Damit dieser Prozess auch irreversibel wäre, schreibt das Assoziationsabkommen weiter vor, dass die Zölle zu einem späteren Zeitpunkt nicht wieder erhöht werden dürfen: "Keine Vertragspartei darf irgendeinen Einfuhrzoll erhöhen oder neue Einfuhrzölle auf Güter erheben, die aus dem Gebiet der anderen Vertragspartei stammen." (Artikel 30) Darüber hinaus werden auch so genannte nicht-tarifäre Handelshemmnisse - etwa Mengenbegrenzungen - faktisch verboten: "Die Vertragsparteien dürfen keine Einfuhrzölle, Steuern oder andere Maßnahmen mit einem ähnlichen Auswirkungen erheben oder aufrechterhalten, die im Zusammenhang mit der Ausfuhr von Gütern auf das Gebiet der anderen Vertragspartei stehen." (Artikel 30) Schließlich soll der "freie und faire Wettbewerb" (level-playing field) zwischen europäischen und ukrainischen Firmen zusätzlich noch durch die Einführung einheitlicher - europäischer wohlgemerkt - Produktstandards und Zertifizierungsmethoden gefördert werden: "Die Produktstandards in der Ukraine sind veraltet und international nicht anerkannt.
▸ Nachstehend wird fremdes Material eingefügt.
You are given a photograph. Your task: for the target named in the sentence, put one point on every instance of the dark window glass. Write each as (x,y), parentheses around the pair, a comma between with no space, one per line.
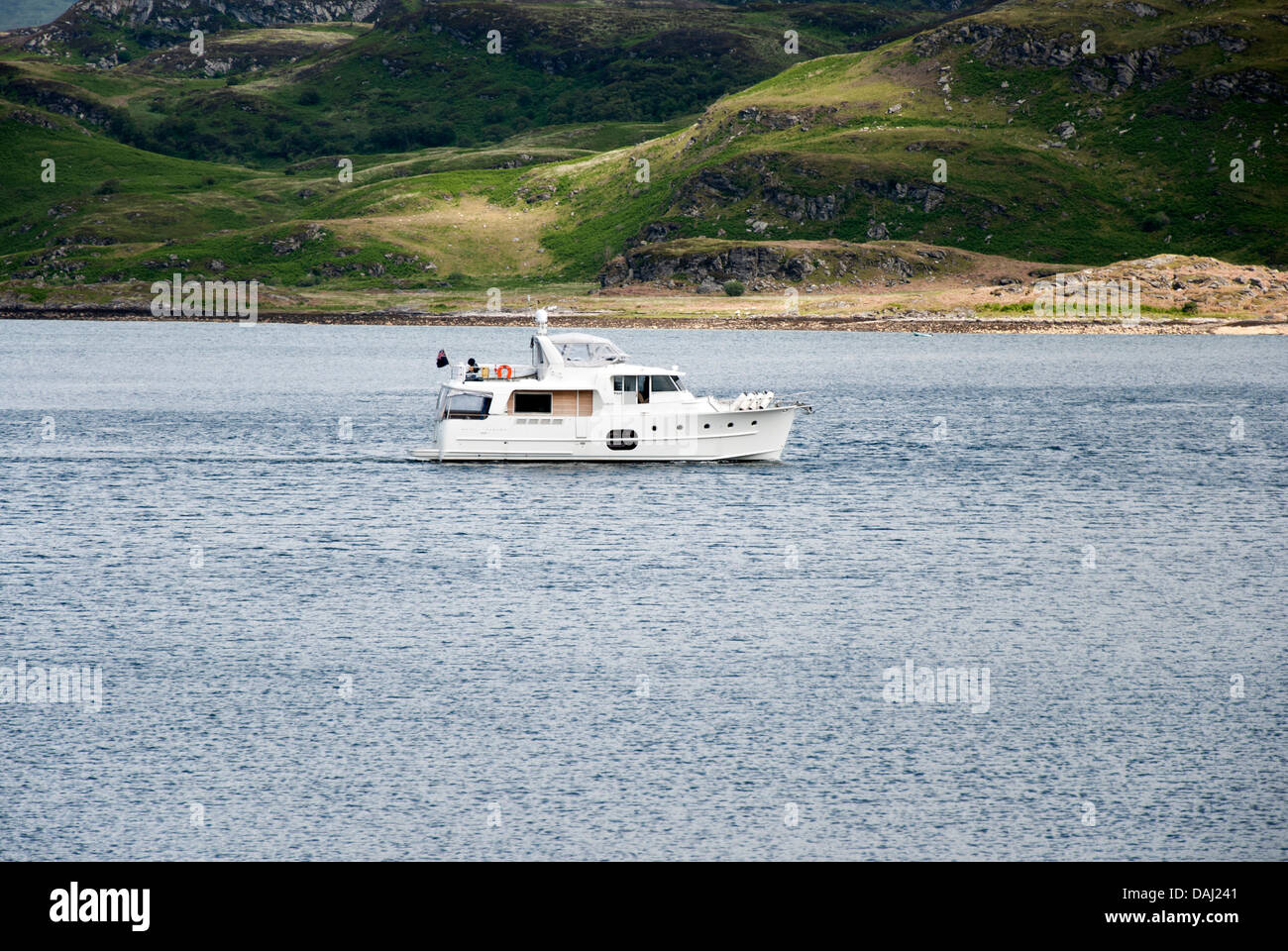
(665,384)
(468,406)
(533,402)
(622,440)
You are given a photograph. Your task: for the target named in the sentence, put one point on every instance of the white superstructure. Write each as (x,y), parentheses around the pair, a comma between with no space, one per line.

Dazu kommt eine mangelhafte und widersprüchliche Regulierung der Zulassung und Zertifizierung von Produkten, die einen fruchtbaren Nährboden für Korruption bilden und darüber hinaus den Außenhandel erheblich verteuern und behindern. Ukrainische Unternehmen müssen sowohl nationale, als auch international akzeptierte Standards erfüllen, um Waren zu exportieren."(7)

Glaubt man den Verlautbarungen der Europäischen Union, würden der verschärfte Wettbewerb und der verbesserte Marktzugang der Ukraine einen regelrechten Wirtschaftsboom bescheren. So prognostiziert EU-Erweiterungskommissar Stefan Füle, nach Abschluss des Assoziationsabkommens sei mit einer Verdopplung der ukrainischen Exporte in die EU und einem Anstieg des Bruttoinlandsprodukts um 12% zu rechnen.(8) Diese optimistische Einschätzung wurde jedoch einer Studie Ricardo Giuccis entnommen, der als Mitherausgeber des Newsletters der maßgeblich vom Bundesministerium für Wirtschaft und Technologie finanzierten "Deutschen Beratergruppe" wohl kaum als neutral einzustufen ist.(9)
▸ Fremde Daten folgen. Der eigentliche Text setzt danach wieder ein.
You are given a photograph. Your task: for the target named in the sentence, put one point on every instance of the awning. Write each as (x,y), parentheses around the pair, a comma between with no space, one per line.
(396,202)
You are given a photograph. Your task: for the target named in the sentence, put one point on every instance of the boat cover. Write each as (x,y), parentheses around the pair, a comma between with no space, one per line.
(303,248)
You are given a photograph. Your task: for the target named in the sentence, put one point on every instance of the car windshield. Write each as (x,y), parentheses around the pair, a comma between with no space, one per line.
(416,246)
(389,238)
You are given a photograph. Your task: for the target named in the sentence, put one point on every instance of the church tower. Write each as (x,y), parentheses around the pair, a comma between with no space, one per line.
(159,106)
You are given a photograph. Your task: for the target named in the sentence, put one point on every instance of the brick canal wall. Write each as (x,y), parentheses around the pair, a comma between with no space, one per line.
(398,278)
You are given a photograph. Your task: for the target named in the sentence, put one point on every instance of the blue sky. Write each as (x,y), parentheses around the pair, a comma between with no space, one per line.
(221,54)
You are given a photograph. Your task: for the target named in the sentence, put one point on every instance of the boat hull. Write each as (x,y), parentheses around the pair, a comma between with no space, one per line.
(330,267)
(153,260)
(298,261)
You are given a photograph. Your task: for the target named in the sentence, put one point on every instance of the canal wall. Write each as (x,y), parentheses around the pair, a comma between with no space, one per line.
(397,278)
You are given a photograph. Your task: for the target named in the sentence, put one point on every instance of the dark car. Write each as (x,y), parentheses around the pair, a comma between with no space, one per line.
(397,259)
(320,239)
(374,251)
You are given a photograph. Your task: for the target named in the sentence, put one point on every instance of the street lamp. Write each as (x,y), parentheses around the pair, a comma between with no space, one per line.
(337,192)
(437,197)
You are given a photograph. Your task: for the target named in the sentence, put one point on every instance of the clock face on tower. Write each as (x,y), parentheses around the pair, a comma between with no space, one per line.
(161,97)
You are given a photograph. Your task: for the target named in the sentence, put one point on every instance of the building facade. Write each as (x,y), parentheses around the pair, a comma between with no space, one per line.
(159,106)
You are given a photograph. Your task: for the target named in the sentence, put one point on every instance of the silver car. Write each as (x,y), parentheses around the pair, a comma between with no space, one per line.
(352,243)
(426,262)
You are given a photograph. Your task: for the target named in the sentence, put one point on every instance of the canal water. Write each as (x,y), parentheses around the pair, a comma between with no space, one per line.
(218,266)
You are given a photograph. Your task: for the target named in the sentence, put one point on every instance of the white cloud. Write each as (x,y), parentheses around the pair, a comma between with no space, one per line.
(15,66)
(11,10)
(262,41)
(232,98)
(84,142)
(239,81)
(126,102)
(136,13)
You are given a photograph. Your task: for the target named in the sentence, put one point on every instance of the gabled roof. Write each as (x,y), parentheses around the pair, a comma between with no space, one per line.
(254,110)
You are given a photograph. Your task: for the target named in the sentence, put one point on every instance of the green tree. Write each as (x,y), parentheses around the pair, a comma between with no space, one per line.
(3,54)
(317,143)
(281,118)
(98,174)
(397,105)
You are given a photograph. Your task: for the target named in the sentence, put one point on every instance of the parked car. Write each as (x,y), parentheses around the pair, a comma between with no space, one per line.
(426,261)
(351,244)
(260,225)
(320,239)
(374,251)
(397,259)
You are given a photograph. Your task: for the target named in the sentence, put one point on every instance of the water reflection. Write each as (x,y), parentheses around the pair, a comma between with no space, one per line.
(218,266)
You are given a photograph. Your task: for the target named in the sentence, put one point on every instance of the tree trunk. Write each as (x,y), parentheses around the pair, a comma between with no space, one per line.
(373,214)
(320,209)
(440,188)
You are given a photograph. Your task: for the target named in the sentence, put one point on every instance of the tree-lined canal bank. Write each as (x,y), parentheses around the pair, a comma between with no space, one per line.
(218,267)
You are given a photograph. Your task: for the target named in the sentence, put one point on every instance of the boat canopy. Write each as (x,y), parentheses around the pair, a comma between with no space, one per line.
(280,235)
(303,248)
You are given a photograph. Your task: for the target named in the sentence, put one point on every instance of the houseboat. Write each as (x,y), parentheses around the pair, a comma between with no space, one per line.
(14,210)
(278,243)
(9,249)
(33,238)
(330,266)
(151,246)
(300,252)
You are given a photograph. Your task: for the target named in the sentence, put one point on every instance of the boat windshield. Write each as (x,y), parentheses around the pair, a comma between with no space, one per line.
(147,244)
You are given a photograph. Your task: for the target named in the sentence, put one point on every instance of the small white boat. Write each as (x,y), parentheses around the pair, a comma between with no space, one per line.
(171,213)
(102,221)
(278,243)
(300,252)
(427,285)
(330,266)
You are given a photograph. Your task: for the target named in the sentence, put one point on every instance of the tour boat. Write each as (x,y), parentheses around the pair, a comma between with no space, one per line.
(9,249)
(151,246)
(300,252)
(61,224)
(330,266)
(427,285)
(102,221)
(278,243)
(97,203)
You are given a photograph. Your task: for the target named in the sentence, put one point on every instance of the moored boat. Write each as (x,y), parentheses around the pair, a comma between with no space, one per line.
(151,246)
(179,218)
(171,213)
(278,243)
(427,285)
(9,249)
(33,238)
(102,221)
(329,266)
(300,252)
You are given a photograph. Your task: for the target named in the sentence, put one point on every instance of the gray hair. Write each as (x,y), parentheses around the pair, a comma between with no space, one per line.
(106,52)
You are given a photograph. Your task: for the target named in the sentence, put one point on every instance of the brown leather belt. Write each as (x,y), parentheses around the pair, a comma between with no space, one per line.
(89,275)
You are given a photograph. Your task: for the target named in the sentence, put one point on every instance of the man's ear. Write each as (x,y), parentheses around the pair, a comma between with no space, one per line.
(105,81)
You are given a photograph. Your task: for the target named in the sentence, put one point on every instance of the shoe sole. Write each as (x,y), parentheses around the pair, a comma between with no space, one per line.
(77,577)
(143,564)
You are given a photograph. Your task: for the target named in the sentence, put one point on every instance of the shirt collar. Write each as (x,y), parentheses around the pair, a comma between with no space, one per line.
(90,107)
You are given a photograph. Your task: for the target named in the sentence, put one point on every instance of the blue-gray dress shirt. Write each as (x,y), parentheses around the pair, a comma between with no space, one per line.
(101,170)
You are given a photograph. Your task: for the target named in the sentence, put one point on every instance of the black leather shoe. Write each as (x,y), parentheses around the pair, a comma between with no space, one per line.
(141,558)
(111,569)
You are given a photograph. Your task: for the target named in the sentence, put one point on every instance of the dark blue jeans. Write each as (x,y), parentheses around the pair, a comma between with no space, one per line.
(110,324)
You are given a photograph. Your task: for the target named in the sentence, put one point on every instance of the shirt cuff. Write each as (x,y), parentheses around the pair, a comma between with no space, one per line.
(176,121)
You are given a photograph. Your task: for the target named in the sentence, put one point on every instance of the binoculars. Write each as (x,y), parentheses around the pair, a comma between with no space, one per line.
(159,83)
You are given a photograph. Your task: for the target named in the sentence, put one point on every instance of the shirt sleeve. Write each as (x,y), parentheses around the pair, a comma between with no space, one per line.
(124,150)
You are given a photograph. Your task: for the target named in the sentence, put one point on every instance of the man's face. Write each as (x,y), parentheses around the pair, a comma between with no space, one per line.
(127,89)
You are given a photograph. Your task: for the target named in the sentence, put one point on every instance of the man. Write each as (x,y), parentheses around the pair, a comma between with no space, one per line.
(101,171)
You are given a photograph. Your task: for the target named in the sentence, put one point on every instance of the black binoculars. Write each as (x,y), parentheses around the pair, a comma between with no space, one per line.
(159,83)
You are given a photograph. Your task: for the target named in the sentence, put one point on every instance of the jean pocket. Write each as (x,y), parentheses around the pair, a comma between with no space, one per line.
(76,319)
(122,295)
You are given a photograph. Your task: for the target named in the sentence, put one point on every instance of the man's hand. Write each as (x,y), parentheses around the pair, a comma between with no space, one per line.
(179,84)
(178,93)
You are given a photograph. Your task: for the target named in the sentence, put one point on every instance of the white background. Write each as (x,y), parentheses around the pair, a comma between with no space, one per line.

Demgegenüber wird von russischer Seite argumentiert, das Abkommen werde sich hochgradig schädlich für die Ukraine auswirken. So schreibt etwa Sergej Glasjew, Präsident Wladimir Putins Berater für eurasische Integrationsfragen: "Wenn die Ukraine die Vereinbarung über die Assoziation mit der EU unterzeichnet und sich in diese nicht gleichberechtigte Freihandelszone begibt, so wird sie bis 2020 im Wirtschaftswachstum und in der Handelsbilanz ein Minus erhalten. Wir schätzen die Verluste auf etwa minus 1,5 Prozent des Bruttoinlandsprodukts pro Jahr. Bis 2020 wird eine Verdrängung ukrainischer Waren vom eigenen Markt, begleitet von einem Wirtschaftsrückgang und einer Verringerung der Entwicklungsmöglichkeiten erfolgen." (Stimme Russlands, 07.11.2013)
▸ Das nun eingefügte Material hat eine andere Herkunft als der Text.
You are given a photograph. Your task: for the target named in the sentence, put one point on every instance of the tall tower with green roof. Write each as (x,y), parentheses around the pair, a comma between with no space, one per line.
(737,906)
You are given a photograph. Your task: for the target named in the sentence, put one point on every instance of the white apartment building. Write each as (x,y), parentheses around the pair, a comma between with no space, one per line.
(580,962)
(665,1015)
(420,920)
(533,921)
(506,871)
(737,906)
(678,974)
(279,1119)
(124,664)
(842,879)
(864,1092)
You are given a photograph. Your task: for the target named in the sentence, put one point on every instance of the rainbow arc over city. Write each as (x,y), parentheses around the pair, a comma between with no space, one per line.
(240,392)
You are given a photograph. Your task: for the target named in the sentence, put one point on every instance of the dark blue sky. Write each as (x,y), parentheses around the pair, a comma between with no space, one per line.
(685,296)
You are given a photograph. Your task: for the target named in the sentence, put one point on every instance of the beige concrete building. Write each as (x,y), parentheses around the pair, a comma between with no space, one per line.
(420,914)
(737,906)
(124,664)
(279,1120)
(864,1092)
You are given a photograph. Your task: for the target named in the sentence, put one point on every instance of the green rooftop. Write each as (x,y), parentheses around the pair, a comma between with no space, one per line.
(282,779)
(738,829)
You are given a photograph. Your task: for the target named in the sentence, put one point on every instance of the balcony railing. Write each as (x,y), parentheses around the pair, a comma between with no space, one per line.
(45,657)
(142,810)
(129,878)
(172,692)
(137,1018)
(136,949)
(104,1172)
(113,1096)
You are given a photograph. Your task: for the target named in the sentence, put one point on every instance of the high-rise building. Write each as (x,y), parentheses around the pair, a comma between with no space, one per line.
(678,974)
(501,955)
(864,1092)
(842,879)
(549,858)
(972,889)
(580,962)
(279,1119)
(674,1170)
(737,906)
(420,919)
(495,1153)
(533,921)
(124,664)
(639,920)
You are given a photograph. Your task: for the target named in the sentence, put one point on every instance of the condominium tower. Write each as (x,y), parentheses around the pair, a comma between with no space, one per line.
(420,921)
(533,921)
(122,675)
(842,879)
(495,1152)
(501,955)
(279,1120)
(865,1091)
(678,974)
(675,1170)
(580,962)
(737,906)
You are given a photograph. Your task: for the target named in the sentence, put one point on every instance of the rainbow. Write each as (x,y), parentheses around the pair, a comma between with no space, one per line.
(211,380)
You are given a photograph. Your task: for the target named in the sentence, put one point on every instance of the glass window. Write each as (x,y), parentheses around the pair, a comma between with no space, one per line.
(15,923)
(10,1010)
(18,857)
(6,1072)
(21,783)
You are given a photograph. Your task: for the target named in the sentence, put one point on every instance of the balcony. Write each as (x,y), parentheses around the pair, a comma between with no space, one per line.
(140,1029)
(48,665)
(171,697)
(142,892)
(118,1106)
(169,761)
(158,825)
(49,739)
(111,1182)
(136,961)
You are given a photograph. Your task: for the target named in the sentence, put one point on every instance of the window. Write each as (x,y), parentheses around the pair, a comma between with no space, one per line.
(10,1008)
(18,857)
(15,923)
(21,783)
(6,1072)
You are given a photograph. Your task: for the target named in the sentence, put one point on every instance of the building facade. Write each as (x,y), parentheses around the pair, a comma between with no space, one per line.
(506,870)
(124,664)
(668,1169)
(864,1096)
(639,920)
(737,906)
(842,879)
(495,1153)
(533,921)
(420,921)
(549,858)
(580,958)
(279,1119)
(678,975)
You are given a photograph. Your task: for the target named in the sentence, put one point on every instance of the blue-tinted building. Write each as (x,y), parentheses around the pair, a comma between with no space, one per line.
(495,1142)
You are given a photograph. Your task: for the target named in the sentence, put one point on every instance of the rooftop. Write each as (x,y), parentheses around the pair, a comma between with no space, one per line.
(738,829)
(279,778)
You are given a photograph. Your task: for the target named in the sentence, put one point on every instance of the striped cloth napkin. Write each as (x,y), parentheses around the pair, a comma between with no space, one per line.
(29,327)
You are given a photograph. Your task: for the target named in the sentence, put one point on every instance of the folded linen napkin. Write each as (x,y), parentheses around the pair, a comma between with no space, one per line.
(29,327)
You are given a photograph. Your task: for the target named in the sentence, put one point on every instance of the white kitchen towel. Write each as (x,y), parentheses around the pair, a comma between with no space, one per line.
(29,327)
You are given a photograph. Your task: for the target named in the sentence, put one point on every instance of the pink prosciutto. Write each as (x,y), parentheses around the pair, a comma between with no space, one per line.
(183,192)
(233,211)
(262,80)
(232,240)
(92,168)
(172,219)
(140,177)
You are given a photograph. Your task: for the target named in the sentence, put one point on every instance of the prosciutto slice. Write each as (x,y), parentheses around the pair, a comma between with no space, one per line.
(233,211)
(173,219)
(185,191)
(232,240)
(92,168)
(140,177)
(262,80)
Stattdessen plädiert Moskau für einen Beitritt der Ukraine zur Zollunion, die gegenwärtig aus Russland, Weißrussland und Kasachstan besteht. Aktuell gehen - allerdings variieren die Zahlen je nach Quelle - wohl über 30% der ukrainischen Exporte in Staaten der Zollunion (EU: 25%) und über 40% der Importe stammen aus diesen Ländern (EU: 31%).(10) Erwähnenswert ist dabei noch die Art der jeweiligen Exporte, auf die der Wirtschaftshistoriker Hannes Hofbauer hinweist: "Interessant auch die Struktur des Außenhandels. Während sich der ukrainische Export in die EU in der Hauptsache auf Rohstoffe wie Kohle und Stahl beschränkt, führt Kiew in Richtung Russland Maschinen, Fahrzeuge, Flugzeuge und Lebensmittel aus. Das heißt, die Wertschöpfung der in den Westen gelieferten Waren liegt weit unter jener, die nach Russland gehen." (Neues Deutschland, 13.03.2014) Von russischer Seite wird deshalb unter Bezug auf eine - ebenfalls wohl kaum neutrale - Studie der von der Zollunion ins Leben gerufenen Eurasischen Entwicklungsbank argumentiert, ein Freihandelsabkommen mit der EU werde die Exporte dorthin zwar um 10% erhöhen, die Importe aber um 15% steigern, mit dem Ergebnis eines wachsenden Handelsbilanzdefizits. Da zudem das Assoziationsabkommen einen Beitritt zur Zollunion unmöglich machen würde (und umgekehrt(11)), würden die Zollunion-Staaten dann u.a. ihre Zölle erhöhen und der Handel mit ihnen dadurch einbrechen. Im Resultat hätte dies dann den - von Glasjew prognostizierten - Rückgang des BIP von 1,5% zur Folge. Demgegenüber sei nach einem Beitritt zur Zollunion mit einem BIP-Anstieg von 2,5% zu rechnen.(12)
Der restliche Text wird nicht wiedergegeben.